Do you often find yourself needing to make small signs? Perhaps you’re trying to put a notice on the office fridge, but you’re just not in the mood for the usual Comic Sans-on-A4 staple today. A banner of some sort would do the trick, but… a small one, right? [Mike Ingle] has the answer – making mini-banners on old receipt printers.

[Mike] was a fan of Paint Shop in the 1980s, which among other things, enabled the printing of long banners on the popular dot matrix printers of the era. Realising that receipt printers have a similar ability to print on a long continuous strip of paper, he decided to see if it was possible to create small banners using the hardware.

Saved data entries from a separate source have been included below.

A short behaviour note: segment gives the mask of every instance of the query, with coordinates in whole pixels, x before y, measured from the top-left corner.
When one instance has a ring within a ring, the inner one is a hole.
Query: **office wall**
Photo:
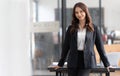
[[[0,0],[0,76],[31,76],[30,0]]]
[[[120,0],[102,0],[102,6],[105,7],[105,26],[107,28],[120,30]]]
[[[54,21],[55,8],[57,8],[57,0],[39,0],[39,21]]]

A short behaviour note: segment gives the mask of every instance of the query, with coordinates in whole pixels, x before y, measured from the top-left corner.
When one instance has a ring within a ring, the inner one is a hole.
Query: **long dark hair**
[[[85,27],[89,30],[89,31],[94,31],[94,28],[93,28],[93,23],[92,23],[92,19],[91,19],[91,16],[89,14],[89,11],[88,11],[88,7],[82,3],[82,2],[78,2],[74,5],[73,7],[73,13],[72,13],[72,28],[71,28],[71,32],[75,32],[79,27],[79,20],[76,18],[75,16],[75,8],[76,7],[79,7],[81,8],[85,13],[86,13],[86,23],[85,23]]]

The hack is simple – ImageMagick is used to generate a one-bit black & white bitmap that is then processed with some custom C code to generate something the printer can understand. It’s then a simple matter of hacking up the original RS-232 cable to fit a DB-9 (aka DE-9) connector, and spitting out the instructions over serial.

The mini-banners are cool, and we could imagine having some fun with such a project, using it to print out tweets or putting it into service as a stock ticker. It’s a great example of cleanly interfacing with existing hardware to create something outside of the original design intentions. Such printers are fertile ground for hacks – like this printer that can spit out the US Constitution in 6 seconds flat.